Improper Validation of Certificate with Host Mismatch

scala.smtp.scala_smtp_rule_insecuresmtp

Severity

high

Resource

Smtp

Language

Scala

Description

Server identity verification is disabled when making SSL connections.

Rationale

Server identity verification is disabled when making SSL connections.

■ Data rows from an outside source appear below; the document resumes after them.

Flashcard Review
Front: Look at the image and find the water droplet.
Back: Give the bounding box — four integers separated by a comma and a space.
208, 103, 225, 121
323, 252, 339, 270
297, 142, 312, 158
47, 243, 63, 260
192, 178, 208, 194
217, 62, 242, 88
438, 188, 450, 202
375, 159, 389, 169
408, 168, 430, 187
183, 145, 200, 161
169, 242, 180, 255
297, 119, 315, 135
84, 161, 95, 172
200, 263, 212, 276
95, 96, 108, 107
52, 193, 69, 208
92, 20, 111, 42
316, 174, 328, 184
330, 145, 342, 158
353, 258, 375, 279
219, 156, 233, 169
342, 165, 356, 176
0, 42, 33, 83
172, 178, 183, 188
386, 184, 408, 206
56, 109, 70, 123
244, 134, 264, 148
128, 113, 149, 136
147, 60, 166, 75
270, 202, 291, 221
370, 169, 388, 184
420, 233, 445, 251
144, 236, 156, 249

The following code illustrates a vulnerable pattern detected by this rule:

def main(args: Array[String]): Unit = {
  // VULNERABLE: Improper Validation of Certificate with Host Mismatch
  val email = new SimpleEmail
  email.setHostName("smtp.googlemail.com")
  email.setSSLOnConnect(false) //OK

  // VULNERABLE: Improper Validation of Certificate with Host Mismatch
  val email2 = new SimpleEmail
  email2.setHostName("smtp2.googlemail.com")
  email2.setSSLOnConnect(true) //BAD

  //email2.setSmtpPort(465);
  //email2.setAuthenticator(new DefaultAuthenticator("username", "password"));
  //email2.setFrom("user@gmail.com");
  //email2.setSubject("TestMail");
  //email2.setMsg("This is a test mail ... :-)");
  //email2.addTo("foo@bar.com");
  //email2.send();
  // VULNERABLE: Improper Validation of Certificate with Host Mismatch
  val emailMulti = new MultiPartEmail
  emailMulti.setHostName("mail.myserver.com")
  emailMulti.setSSLOnConnect(true)
  // VULNERABLE: Improper Validation of Certificate with Host Mismatch
  val htmlEmail = new HtmlEmail
  htmlEmail.setHostName("mail.myserver.com")
  htmlEmail.setSSLOnConnect(true)

Remediation

Follow secure coding practices and review the references below for detailed remediation guidance.

Configuration

This detector does not need any configuration.

References

CWE-297
OWASP Top 10 2021 - A02 : Cryptographic Failures.